Ralph is taking his final exam. After t minutes into the exam Ralph has correctly solved P(t)=-.001t^3+.078t^2+.16t problems.
a) at what time was Ralph solving problems most efficiently?
b) at what time did Ralph's efficiency decline?
dP/dt is how many problems he solves per minute
the maximum of dP/dt is where he is most efficient
I assume that after he is most efficient, he gets less efficient.
now
speed = v = dP/dt = -.003t^2+ .156 t +.16
dv/dt = 0 for max or min
0 = -.006t + .156
t = 26 for max or min efficiency
Now is it max or min or neurtral?
If the next derivative is negative, we were at a maximum
the next derivative is -.006
so indeed we have a maximum at t = 26, and it is all downhill from there.

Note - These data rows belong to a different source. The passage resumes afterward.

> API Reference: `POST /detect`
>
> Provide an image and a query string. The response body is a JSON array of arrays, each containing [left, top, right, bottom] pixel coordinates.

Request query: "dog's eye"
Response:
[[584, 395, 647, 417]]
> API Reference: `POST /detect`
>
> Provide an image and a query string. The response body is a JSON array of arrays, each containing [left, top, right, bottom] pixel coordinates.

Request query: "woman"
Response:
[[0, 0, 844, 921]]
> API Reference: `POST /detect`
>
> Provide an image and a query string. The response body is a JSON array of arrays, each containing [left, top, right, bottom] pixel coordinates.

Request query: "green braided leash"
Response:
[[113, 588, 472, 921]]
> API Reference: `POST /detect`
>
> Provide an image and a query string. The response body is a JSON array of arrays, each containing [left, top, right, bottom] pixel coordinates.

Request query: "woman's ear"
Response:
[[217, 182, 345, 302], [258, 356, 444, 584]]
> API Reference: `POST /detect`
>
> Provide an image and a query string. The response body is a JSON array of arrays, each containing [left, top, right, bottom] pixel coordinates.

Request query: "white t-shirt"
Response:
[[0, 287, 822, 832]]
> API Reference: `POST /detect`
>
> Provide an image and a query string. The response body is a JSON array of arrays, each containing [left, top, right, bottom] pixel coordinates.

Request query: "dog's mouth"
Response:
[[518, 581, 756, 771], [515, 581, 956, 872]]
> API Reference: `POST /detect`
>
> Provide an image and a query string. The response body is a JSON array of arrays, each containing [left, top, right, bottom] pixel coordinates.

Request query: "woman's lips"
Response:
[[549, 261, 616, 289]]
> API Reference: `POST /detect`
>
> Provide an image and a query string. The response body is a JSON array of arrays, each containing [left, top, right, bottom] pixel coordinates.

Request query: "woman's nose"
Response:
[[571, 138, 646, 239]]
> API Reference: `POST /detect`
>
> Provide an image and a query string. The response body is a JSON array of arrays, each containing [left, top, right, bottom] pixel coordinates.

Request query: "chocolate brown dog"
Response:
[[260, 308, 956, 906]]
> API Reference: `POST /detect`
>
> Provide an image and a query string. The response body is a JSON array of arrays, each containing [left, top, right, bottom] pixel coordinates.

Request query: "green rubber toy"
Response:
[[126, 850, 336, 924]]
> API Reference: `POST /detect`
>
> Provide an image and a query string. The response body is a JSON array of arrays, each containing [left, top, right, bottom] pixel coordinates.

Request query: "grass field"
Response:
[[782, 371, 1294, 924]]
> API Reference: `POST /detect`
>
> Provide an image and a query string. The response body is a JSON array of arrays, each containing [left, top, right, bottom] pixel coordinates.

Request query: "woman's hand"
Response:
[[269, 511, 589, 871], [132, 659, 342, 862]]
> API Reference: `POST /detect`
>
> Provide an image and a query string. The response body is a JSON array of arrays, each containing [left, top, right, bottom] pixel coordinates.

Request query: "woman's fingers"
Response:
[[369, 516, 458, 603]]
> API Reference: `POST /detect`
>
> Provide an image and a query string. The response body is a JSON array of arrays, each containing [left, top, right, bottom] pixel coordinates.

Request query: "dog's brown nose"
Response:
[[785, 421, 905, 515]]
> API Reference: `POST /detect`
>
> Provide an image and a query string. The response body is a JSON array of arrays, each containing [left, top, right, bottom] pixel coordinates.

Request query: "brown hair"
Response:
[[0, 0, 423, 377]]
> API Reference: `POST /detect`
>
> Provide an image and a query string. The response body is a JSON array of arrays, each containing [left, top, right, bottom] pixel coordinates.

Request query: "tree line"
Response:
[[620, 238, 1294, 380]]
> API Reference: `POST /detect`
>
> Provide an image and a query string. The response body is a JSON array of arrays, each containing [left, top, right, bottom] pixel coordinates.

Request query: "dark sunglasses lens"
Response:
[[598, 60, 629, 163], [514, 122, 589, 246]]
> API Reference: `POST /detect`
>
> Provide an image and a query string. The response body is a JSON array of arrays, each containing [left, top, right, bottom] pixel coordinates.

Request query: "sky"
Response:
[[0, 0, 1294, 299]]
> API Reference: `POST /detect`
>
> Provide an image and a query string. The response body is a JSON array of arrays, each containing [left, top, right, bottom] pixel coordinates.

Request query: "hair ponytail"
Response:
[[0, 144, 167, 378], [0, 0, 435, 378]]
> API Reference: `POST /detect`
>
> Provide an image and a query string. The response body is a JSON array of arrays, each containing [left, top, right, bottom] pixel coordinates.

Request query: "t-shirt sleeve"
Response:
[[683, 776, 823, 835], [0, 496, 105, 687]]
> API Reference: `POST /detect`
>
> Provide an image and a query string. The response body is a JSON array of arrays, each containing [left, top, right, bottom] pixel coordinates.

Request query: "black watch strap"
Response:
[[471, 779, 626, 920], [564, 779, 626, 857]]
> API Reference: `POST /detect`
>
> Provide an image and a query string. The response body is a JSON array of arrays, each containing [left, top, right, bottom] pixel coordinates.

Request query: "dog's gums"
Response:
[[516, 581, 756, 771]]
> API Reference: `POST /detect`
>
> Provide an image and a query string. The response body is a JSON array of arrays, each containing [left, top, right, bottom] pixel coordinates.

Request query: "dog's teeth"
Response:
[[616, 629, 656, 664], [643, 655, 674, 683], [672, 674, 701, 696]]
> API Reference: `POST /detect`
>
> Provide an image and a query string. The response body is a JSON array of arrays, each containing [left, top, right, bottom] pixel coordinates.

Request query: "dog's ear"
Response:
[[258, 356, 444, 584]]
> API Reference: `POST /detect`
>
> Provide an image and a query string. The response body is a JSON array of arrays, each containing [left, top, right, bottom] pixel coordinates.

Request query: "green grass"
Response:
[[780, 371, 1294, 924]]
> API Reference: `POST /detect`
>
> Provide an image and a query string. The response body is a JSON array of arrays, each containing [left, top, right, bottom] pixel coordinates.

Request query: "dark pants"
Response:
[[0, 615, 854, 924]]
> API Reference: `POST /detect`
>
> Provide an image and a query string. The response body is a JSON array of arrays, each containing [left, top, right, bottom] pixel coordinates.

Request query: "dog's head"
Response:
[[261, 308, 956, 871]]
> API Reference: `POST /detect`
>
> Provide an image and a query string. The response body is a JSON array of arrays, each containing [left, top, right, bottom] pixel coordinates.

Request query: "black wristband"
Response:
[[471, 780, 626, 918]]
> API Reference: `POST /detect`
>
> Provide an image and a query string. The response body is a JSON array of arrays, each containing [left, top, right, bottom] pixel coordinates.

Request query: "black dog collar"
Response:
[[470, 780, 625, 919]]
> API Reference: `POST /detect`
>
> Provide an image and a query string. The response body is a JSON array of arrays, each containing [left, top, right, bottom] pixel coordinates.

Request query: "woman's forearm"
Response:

To find at what time Ralph was solving problems most efficiently, we need to find the highest point on the graph of P(t). This can be done by finding the maximum value of P(t).
a) To find the time at which Ralph was solving problems most efficiently:
1. Differentiate P(t) with respect to t to find its derivative: P'(t).
P'(t) = dP(t)/dt = -0.003t^2 + 0.156t + 0.16.
2. Set P'(t) equal to zero and solve for t to find the critical points:
-0.003t^2 + 0.156t + 0.16 = 0
3. Solve the quadratic equation for t by factoring or using the quadratic formula.
4. The values of t obtained from the solutions to the quadratic equation represent the time at which Ralph was solving problems most efficiently.
b) To find the time at which Ralph's efficiency declined:
1. The efficiency is declining when the slope of the graph is negative or decreasing.
2. Analyze the concavity of the graph by finding the second derivative of P(t): P''(t).
P''(t) = d^2P(t)/dt^2 = -0.006t + 0.156.
3. Set P''(t) equal to zero and solve for t to find any inflection points.
4. Solve the equation -0.006t + 0.156 = 0 to find the time at which Ralph's efficiency declined.
The critical points obtained from solving these equations will give us the answers to both parts of the question.